Random variable


Discrete random variable): A random variable X is said to be discrete if there is a finite list of values a1, a2, …, an or an infinite list of values a1, a2, …. such that P (X = aj for some j) = 1. If X is a discrete r.v., then the finite or countably infinite set of values x such that P (X = x) > 0 is called the support of X.

  • function mapping from sample space S to real life
  • numeric “summary” of an aspect of the experiments(random).

Probability mass function: The probability mass function (PMF) of a discrete r.v. X is the function pX given by pX (x) = P (X = x). Note that this is positive if x is in the support of X, and 0 otherwise.

Suppose that \(X: S \to A ( A \subseteq R )\) is a discrete random variable defined on a sample space S. Then the probability mass function \(f_x: A \to [0, 1] for X\) is defined as:

\[f_x(x) = Pr(X = x) = Pr({s \in S : X(s) = x })\]

Total probability of all hypothetical outcomes:

\[\sum_{x \in A} f_x(x) = 1\]

Bernoulli distribution: A random variable x is said to have Bernoulli distribution if x has only 2 possible values 0 and 1.

And P(x=1) = p, P(x=0) = 1-p


Indicator random variable: The indicator random variable of an event A is the r.v. which equals 1 if A occurs and 0 otherwise.

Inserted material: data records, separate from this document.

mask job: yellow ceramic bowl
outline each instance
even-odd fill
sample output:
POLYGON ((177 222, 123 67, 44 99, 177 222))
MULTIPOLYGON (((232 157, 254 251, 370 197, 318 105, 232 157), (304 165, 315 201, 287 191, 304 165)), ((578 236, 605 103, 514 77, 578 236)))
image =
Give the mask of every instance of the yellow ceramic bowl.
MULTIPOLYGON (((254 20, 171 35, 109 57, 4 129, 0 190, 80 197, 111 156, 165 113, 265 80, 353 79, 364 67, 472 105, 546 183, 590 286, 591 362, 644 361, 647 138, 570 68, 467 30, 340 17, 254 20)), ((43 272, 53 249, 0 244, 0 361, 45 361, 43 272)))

We will denote the indicator r.v. of A by IA or I(A). Note that IA ~ Bern(p) with p = P (A).


Binomial(n,p): The distribution of # sucesses in n independent Bern(p) trials, is called Bin(n,p), it’s distribution is given by:

\[P(X=k) = \binom{n}{k} \ p^k\ q^{n-k} \\ X \sim Bin(n,p)\]
\[X \sim Bin(n,p) \\ Y \sim Bin(m,p) \\ X + Y \sim Bin(m+n, p)\]

Definitions:

(1): X is # successes in n independent Bern(p) trial.

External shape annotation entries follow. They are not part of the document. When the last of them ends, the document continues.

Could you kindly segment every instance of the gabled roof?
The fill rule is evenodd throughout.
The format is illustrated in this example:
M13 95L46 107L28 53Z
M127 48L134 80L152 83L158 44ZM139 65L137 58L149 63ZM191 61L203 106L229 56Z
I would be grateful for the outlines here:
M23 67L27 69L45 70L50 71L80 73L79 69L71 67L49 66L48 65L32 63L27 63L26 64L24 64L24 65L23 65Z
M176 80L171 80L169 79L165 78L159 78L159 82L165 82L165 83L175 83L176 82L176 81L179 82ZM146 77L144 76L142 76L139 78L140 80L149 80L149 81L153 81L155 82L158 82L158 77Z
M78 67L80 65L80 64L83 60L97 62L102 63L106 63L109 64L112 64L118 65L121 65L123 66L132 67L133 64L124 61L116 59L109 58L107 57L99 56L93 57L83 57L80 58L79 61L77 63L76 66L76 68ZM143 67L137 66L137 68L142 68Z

(2): Sum of indicator random variables :

\[X = X_1 + X_2 + ... + X_n,\ X_j = \begin{cases} 1, & \text{if jth trial succeeds} \\ 0, & \text{otherwise} \end{cases} \\ E(X) = P(A)\]

i.i.d = Independent and Identically Distributed

(3): PMF - Probability Mass Function

\[P(X=k) = \binom{n}{k} \ p^k\ q^{n-k}\]

R.V.s

CDF: Cummulative distribute function

\[X \le x\ \text{is an event} \\ F(x) = P(X \le x), \text{then F is the CDF of X}\]

PMF(for discrete r.v.s):

\[P(X = a_j)\ \text{for all j} \\ p_j = P(X = a_j) \\ p_j \ge 0 \\ \sum_j p_j = 1\]

hint: Binomial theorem

\[(x + y)^n = \sum_{k=0}^n \binom{n}{k} \ x^{n-k} \ y^k\]

check:

\[p(x=k) = \binom{n}{k} \ p^k\ q^{n-k},\ k \in \{ 0, 1, ..., n \} \\ \sum_{k=0}^{n} \binom{n}{k} \ p^k\ q^{n-k}\ = (p+q)^n = 1\]

Binomial Distribution


Hypergeometric Distribution : sampling without replacement : X ~ HGeom(w, b, n)

Having #b black marbles and #w white marbles, pick a sample of n marbles. What’s the distribution of white marbles in the sample?

\[P(X=k) = \frac{\binom{w}{k}\binom{b}{n-k}}{\binom{b+w}{n}} ,\ 0 \le k \le w ,\ 0 \le n-k \le b\]

Vandermonde’s identity

\[\binom{m+n}{r} = \sum_{k=0}^r \binom{m}{k} \binom{n}{r-k}\]

Cumulative Distribution Function (CDF) of an r.v. X is the function \(F_X \ \text{given by} \ F_X(x) = P ( X \le x )\) . When there is no risk of ambiguity, we sometimes drop the subscript and just write F (or some other letter) for a CDF.